Gli grida un bambino. Avrà più o meno dieci anni, ma l’aria molto sveglia. Mentre gli ripassa la palla, lui lo vede bene in viso.
«Merda.» Pensa, più stanco che impressionato, mentre vede quello stesso bambino a diciassette anni, che col suo motorino si infila ubriaco (ma lui non lo sa che quella sarebbe stata la prima – ed ultima – sbronza della sua vita) nel parabrezza di un auto, sfondandolo e sfondandosi costole, polmoni e stomaco, più qualche altro organo, e inondando del suo sangue la donna che siede al volante.
Lo guarda ancora un po’, mentre il ragazzino riattraversa la pista ciclabile, facendo sbandare e frenare i ciclisti che lo rimproverano. Sta per gridargli di stare attento, ma si trattiene. «Tanto, a cosa servirebbe?» Si chiede.

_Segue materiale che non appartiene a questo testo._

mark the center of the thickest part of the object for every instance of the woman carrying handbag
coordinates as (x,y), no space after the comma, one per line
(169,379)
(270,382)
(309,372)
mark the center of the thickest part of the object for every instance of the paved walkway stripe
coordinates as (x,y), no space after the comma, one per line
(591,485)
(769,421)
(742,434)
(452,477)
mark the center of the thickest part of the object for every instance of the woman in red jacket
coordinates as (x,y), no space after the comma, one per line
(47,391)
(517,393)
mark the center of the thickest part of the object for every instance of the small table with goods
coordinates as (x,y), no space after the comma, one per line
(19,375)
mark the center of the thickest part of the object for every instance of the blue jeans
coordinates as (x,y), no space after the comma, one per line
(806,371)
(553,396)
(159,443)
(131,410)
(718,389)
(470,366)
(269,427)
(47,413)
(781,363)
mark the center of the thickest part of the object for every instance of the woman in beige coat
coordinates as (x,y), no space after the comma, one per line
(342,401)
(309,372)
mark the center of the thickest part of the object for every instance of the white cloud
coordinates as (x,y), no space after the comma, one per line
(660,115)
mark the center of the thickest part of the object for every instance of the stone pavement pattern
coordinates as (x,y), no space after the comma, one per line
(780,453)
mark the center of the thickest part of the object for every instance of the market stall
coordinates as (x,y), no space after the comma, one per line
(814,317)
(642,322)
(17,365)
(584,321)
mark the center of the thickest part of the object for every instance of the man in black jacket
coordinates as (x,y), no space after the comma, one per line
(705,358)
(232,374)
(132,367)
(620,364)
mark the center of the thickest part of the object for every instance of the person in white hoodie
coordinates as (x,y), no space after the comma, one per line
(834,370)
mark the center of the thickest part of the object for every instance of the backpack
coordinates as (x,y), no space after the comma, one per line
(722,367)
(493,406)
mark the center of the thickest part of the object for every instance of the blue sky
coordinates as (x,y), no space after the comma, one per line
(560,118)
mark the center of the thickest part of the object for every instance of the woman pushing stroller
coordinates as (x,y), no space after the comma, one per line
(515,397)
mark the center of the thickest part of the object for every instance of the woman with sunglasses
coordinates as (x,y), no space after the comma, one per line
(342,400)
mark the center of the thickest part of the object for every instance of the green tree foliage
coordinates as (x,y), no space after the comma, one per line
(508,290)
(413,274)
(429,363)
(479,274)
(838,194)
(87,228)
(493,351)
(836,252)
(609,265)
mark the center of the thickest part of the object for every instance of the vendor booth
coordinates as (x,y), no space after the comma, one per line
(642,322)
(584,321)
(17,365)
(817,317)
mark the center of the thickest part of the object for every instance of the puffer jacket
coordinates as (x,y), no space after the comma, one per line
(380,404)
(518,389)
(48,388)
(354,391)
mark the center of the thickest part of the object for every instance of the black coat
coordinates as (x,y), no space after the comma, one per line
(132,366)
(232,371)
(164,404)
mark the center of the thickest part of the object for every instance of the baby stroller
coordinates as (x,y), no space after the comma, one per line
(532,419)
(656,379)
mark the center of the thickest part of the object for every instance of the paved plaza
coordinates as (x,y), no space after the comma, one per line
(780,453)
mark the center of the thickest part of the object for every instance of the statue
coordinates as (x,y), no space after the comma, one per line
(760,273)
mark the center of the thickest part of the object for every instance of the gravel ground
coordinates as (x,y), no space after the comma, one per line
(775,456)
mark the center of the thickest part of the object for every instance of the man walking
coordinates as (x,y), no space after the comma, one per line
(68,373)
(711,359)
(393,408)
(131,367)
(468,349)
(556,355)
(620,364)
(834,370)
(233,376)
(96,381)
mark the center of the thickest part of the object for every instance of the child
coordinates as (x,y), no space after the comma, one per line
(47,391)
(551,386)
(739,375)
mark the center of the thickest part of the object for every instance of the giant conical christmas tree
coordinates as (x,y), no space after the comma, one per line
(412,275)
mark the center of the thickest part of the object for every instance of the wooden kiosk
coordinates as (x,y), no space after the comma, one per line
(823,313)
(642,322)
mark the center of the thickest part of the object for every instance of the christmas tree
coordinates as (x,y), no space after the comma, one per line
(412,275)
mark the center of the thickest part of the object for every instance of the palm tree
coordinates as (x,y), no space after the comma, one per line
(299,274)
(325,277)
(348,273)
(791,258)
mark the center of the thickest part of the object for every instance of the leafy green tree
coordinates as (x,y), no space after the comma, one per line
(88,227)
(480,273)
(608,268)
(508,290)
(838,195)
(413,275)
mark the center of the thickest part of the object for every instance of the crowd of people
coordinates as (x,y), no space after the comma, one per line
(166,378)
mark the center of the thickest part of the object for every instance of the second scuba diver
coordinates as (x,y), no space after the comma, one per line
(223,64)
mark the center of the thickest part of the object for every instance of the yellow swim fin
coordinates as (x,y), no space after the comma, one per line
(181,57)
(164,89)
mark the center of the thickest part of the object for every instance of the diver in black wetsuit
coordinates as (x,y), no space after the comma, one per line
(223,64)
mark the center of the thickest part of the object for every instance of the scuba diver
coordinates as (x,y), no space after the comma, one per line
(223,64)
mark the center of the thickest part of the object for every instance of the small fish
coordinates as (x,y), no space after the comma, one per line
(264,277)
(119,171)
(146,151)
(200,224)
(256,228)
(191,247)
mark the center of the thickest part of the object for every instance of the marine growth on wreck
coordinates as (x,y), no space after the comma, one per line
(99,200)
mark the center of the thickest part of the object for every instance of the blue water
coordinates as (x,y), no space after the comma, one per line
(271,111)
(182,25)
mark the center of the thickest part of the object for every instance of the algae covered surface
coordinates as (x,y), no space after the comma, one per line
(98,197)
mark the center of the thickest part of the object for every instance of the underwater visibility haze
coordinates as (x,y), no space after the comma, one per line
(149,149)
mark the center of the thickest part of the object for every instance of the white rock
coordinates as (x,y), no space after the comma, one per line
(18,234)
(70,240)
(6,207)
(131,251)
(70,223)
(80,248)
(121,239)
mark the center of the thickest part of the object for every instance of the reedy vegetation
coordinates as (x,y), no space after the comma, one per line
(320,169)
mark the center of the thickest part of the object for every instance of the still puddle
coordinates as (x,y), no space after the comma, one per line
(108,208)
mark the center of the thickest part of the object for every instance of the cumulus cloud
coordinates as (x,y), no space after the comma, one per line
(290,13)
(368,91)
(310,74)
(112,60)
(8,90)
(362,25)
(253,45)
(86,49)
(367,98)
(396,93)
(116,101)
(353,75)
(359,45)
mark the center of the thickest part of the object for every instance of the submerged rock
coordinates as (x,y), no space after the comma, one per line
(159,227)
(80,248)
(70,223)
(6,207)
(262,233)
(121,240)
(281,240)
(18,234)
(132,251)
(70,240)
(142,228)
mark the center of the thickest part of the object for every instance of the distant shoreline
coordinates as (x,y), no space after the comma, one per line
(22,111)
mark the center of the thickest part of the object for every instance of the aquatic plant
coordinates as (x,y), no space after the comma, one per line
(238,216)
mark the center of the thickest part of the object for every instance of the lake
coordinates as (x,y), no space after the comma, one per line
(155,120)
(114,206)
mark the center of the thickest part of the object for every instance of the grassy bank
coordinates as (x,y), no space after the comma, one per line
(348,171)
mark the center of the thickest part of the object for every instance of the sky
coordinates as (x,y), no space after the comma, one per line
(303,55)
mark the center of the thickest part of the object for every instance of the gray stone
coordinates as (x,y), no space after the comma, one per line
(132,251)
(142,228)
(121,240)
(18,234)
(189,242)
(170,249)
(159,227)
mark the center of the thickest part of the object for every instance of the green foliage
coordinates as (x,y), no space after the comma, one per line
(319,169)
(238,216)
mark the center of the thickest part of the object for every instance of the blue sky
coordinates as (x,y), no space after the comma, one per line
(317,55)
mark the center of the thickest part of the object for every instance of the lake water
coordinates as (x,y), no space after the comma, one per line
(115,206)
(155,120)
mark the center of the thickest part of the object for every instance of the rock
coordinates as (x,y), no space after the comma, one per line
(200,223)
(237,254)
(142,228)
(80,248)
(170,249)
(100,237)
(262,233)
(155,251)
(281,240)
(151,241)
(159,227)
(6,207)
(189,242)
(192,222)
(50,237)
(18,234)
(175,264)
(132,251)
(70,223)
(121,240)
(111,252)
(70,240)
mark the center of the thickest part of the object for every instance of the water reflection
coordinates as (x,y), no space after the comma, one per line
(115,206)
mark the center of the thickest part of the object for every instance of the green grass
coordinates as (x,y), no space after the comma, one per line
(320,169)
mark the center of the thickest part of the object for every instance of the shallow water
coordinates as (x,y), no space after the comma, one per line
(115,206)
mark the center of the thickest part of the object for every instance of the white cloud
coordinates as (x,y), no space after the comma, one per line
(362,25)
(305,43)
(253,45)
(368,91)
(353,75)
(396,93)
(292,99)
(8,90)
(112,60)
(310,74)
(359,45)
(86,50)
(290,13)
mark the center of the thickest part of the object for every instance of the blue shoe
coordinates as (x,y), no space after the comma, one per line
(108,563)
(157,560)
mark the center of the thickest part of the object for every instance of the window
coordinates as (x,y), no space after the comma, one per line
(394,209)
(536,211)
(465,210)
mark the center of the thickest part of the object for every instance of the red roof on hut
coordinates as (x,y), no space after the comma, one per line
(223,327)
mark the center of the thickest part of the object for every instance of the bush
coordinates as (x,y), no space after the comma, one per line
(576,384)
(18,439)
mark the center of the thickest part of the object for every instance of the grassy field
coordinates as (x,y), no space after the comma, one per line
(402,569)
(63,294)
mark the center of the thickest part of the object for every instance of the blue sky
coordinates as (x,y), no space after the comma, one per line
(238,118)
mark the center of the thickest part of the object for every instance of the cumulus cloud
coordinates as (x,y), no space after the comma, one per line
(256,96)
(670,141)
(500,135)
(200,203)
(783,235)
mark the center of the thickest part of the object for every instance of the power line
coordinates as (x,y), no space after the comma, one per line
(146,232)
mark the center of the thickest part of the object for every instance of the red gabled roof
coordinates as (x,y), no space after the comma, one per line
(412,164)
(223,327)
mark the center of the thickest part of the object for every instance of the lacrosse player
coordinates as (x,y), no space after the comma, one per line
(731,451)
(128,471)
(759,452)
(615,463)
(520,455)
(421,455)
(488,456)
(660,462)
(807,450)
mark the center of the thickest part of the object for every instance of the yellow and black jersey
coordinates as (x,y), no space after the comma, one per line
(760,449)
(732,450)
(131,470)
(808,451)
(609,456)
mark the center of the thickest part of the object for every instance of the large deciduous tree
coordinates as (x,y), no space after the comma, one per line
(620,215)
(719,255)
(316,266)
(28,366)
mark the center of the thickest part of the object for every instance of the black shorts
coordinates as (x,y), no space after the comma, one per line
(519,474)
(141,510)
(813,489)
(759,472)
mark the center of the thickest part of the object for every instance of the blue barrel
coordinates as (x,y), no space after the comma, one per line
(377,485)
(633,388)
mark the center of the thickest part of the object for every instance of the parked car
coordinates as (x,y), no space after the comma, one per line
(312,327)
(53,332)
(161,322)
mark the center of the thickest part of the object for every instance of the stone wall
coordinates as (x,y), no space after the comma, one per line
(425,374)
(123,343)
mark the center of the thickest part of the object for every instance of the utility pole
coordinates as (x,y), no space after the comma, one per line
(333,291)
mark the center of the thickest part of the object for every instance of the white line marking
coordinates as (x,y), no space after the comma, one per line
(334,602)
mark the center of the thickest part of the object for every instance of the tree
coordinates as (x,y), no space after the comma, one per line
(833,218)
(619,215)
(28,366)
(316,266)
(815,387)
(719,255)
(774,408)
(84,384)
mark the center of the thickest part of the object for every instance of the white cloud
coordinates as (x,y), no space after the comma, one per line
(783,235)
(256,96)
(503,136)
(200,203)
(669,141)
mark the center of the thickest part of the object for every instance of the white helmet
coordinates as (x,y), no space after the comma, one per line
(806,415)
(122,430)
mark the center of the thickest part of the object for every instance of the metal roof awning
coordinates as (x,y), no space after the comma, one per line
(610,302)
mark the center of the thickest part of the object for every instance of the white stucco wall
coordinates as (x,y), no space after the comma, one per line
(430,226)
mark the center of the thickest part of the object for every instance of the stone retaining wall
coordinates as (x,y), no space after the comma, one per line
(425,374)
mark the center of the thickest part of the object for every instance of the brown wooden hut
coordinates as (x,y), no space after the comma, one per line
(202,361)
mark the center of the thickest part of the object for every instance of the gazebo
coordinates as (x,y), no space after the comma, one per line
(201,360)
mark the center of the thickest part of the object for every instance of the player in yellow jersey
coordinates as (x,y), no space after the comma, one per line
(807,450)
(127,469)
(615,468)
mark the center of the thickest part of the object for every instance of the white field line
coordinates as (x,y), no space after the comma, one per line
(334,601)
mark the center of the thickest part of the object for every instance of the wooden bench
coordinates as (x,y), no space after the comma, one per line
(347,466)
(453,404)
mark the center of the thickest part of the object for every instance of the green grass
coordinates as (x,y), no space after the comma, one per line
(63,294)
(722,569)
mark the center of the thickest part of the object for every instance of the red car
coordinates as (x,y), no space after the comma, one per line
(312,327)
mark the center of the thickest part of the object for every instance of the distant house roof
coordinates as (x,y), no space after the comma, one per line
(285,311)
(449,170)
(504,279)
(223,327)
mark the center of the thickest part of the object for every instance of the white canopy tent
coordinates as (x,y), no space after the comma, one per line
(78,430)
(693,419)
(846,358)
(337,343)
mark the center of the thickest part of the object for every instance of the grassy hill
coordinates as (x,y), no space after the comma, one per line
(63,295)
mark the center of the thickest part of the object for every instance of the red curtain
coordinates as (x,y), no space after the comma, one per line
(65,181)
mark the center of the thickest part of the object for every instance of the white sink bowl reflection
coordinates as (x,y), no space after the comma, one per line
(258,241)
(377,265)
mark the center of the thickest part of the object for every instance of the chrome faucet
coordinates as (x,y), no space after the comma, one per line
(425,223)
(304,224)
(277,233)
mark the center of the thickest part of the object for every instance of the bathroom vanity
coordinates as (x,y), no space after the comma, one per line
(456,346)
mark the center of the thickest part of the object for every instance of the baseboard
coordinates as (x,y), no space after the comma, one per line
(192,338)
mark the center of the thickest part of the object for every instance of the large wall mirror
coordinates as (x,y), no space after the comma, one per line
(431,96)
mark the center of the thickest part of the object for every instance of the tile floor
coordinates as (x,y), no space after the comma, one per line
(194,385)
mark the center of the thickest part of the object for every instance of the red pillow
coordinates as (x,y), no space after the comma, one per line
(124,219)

Prosegue per la sua strada, esce dal parco, incontra altra gente, per lo più ne vede i piedi, al massimo il torace, a volte vede qualche volto: quello di un diabetico che morirà di lì ad un paio d’anni; una bambina che quando avrà ottant’anni cadrà dalle scale rompendosi l’osso del collo; un tassista che grazie ad un colpo di sonno lascerà vedova sua moglie ed orfani i suoi figli.
«Ma sarà sposato?»
Si chiede lui, che non sa più dove finiscono le visioni ed iniziano i ricami della sua immaginazione, ormai troppo abituata a queste finestre sul futuro.
Incontra un bel micio che brucerà le sue nove vite sotto le ruote di un furgoncino, ed un vecchio il cui cuore scoppierà quando un tossicodipendente lo minaccerà con un coltello per due banconote da cinque euro, ed una coppia felice, per lo meno per qualche mese: lui verrà ucciso da un rapinatore nel suo bar, più o meno nello stesso periodo in cui a lei verrà diagnosticato quel cancro alle ovaie che la ucciderà tra cinque anni.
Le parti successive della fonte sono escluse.